Once in Oak Bluffs, Janine parked just outside the ferry docks. A ferry buzzed alongside the nearest dock as several tourists scrambled on. A worker in a Santa hat accepted tickets and called, “Thank you for coming to the island! Merry Christmas, and have a safe trip back.” Maggie’s eyes traced down the long line of tourists but recognized no one. 

Janine scrambled up toward the ticket-taker and asked if she could hop on to see if her friend was on the ferry. The ticket-taker shrugged “yes,” and she jumped on. A minute later, she leaped off and shook her head at the others. After the tourists all boarded, Maggie listened as Janine spoke to the ticket-taker with more specificity, asking if an older woman of around sixty-five had boarded in the previous two hours. The man shrugged as Janine hunted for some proof of Linda’s existence on her phone. 

“Sometimes we have photographic records of our clients,” she explained as she hunted. “But it looks like Linda never submitted anything of that kind.” 

Maggie furrowed her brow as chill overtook her. The sea looked tremendously volatile, like some kind of threat against their mission.

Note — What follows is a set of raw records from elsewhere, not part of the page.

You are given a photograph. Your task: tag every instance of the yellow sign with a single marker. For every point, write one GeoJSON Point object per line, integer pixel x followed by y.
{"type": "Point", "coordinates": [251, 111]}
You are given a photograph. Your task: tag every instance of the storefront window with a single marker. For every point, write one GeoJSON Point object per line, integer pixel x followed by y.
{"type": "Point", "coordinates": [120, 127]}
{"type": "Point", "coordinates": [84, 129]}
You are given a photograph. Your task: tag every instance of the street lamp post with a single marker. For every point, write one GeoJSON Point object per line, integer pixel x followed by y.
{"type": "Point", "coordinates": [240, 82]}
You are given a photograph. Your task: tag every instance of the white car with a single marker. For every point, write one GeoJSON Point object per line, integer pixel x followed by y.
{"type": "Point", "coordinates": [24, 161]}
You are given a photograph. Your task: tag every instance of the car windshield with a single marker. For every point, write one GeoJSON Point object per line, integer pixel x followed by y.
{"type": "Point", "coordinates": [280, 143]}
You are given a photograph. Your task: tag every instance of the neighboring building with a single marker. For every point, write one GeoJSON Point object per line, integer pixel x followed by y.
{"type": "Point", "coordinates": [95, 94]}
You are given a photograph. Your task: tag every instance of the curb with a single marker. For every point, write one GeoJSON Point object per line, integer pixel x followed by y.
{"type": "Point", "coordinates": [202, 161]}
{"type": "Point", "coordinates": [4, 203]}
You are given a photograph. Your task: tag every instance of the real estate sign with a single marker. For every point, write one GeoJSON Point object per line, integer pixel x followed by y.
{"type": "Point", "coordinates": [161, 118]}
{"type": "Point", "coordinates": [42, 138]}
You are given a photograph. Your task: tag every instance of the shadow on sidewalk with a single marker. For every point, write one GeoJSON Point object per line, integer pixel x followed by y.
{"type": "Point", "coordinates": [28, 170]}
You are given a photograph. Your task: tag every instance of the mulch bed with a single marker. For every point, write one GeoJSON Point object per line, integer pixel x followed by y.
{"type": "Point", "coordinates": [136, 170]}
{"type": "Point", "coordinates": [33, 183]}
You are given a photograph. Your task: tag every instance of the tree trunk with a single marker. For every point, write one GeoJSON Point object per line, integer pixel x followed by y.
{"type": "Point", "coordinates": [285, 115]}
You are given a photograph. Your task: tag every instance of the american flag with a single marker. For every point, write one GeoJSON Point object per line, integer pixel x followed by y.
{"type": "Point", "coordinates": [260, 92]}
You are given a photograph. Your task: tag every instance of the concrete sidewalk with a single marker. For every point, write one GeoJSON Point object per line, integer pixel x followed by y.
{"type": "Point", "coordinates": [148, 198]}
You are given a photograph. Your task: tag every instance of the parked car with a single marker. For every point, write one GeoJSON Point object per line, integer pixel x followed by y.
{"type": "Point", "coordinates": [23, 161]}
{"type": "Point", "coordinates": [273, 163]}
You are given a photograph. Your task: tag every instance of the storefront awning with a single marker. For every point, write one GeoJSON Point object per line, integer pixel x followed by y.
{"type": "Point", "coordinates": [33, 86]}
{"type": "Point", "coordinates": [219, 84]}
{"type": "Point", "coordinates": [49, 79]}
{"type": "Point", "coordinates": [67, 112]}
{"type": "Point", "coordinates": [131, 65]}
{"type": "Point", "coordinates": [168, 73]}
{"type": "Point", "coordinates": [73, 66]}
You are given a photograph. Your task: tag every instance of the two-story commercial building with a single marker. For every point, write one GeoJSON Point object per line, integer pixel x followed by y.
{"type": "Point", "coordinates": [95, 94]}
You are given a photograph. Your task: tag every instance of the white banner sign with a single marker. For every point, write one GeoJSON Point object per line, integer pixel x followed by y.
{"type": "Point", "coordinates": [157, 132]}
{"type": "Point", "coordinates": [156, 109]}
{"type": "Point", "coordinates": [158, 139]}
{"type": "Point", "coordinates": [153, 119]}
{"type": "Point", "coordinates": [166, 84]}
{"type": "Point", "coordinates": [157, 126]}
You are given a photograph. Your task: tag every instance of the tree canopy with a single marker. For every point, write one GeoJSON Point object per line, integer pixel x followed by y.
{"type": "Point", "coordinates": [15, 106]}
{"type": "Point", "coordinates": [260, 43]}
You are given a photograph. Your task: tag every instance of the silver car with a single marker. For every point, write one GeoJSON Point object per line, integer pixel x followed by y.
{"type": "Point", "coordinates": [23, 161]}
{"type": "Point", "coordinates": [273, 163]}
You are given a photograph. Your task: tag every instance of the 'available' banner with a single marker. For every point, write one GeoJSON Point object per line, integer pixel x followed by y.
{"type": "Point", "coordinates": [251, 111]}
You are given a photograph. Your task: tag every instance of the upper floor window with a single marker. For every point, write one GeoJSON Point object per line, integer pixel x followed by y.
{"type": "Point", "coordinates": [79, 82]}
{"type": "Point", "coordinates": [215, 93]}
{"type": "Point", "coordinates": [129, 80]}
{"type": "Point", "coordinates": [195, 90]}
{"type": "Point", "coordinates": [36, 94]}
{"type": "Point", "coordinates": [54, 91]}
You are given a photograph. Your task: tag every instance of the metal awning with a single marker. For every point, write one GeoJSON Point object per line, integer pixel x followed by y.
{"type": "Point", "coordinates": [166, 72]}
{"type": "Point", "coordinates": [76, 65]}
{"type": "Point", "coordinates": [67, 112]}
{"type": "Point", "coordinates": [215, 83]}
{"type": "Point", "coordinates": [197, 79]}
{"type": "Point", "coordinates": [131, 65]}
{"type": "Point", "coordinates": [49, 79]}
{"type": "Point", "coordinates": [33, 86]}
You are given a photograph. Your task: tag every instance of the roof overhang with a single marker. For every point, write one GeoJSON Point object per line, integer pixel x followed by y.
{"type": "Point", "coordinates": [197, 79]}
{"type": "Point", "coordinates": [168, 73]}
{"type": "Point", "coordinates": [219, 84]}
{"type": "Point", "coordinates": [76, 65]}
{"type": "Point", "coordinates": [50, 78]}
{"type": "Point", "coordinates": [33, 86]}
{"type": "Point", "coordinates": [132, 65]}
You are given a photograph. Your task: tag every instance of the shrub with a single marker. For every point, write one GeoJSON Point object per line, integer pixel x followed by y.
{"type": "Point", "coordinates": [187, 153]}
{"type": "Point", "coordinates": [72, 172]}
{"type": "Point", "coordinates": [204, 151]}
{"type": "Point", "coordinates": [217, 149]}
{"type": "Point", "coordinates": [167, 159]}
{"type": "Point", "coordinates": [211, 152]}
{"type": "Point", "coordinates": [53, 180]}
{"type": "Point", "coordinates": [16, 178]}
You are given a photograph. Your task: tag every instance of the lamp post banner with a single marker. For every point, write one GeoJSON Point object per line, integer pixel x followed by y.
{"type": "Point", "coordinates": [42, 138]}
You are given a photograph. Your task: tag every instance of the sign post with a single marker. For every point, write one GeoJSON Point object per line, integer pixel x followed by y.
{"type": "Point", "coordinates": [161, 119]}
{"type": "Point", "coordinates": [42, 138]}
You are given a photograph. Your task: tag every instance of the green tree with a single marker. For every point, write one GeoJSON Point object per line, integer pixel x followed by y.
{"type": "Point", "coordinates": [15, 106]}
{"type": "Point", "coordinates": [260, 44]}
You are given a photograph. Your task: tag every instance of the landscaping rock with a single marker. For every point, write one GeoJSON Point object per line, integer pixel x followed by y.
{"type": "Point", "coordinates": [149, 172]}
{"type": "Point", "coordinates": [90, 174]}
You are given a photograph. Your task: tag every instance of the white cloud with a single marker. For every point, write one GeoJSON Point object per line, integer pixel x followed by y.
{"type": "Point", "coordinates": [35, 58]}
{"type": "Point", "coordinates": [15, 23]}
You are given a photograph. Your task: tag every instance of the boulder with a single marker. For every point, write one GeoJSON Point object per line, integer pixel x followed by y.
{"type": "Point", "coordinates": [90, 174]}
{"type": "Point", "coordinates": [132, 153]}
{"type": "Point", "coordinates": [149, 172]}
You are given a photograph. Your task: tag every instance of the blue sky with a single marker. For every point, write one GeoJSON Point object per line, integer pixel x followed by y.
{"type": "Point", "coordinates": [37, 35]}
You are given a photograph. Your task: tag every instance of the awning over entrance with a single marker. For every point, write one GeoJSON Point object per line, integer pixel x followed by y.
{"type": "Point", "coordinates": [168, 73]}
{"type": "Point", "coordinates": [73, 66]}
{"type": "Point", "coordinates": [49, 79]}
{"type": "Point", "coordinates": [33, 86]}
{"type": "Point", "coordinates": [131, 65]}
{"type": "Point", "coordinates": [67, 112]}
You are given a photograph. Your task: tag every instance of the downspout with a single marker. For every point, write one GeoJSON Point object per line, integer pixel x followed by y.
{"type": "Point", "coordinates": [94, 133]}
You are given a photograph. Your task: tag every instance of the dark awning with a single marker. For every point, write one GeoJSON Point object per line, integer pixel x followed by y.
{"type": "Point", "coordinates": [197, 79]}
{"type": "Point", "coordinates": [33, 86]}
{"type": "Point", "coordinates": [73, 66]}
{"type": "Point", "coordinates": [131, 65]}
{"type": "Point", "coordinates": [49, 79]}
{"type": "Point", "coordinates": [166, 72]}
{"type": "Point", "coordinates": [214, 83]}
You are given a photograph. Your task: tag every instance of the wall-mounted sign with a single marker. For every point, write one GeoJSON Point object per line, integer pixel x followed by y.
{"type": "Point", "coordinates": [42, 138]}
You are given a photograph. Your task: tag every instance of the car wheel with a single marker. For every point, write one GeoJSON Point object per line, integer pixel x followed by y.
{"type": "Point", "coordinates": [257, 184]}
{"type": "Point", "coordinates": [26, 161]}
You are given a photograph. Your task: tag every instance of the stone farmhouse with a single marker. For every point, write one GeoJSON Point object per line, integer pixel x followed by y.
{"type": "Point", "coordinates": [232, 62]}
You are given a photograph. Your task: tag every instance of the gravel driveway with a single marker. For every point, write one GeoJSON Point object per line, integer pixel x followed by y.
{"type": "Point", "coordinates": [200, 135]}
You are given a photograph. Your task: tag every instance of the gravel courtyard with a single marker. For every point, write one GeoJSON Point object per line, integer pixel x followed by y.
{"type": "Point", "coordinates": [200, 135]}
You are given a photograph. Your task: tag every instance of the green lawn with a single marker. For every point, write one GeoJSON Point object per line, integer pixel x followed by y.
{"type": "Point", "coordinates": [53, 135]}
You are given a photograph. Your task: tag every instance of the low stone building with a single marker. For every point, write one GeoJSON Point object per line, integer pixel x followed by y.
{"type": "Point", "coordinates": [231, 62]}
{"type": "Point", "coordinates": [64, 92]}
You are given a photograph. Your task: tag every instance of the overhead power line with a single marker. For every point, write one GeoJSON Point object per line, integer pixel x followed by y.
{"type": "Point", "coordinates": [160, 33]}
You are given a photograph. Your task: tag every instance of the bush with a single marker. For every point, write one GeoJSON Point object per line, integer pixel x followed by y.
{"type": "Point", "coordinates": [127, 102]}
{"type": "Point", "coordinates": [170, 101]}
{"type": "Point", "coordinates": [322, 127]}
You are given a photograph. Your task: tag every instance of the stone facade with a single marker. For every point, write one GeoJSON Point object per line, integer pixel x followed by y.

The ferry worker unraveled the ropes from the ferry to allow the large vessel its normal trek across the Vineyard Sound. Several tourists lined the outer edge of the boat and waved to the docks. One by one, Maggie, Alyssa, Maxine, Janine, and Grandma Nancy lifted their hands to wave in return. Maggie’s heart pounded with sorrow. It seemed unlikely that they would ever find Linda. She hadn’t even gotten around to asking after her Manhattan address. 

When the ferry was too far for anyone to see them wave, Maxine burst into tears of confusion. Janine splayed a hand across her shoulder as Grandma Nancy leaped toward another worker to ask if they might look at the security footage to see if Linda had already gone through. Maggie turned to face the long line of surrounding shore, marveling at the confusion of a woman who’d looked her daughter in the eye for the first time in forty years and not known what to say. 

“No wonder she was so lost,” Janine whispered distractedly. “She found the answer and turned back. Maybe she thought you didn’t need her after all.”

Maxine sputtered with sorrow. “That’s the thing, isn’t it? Now that I know she was here, all I want in the world is to talk to her. I want to hear the full story. I’ve spent decades shoving the story as far away from myself as possible, not wanting to know why my mother did what she did. Now... if I never see her again... It’s like losing her a second time. It’s like losing all hope.”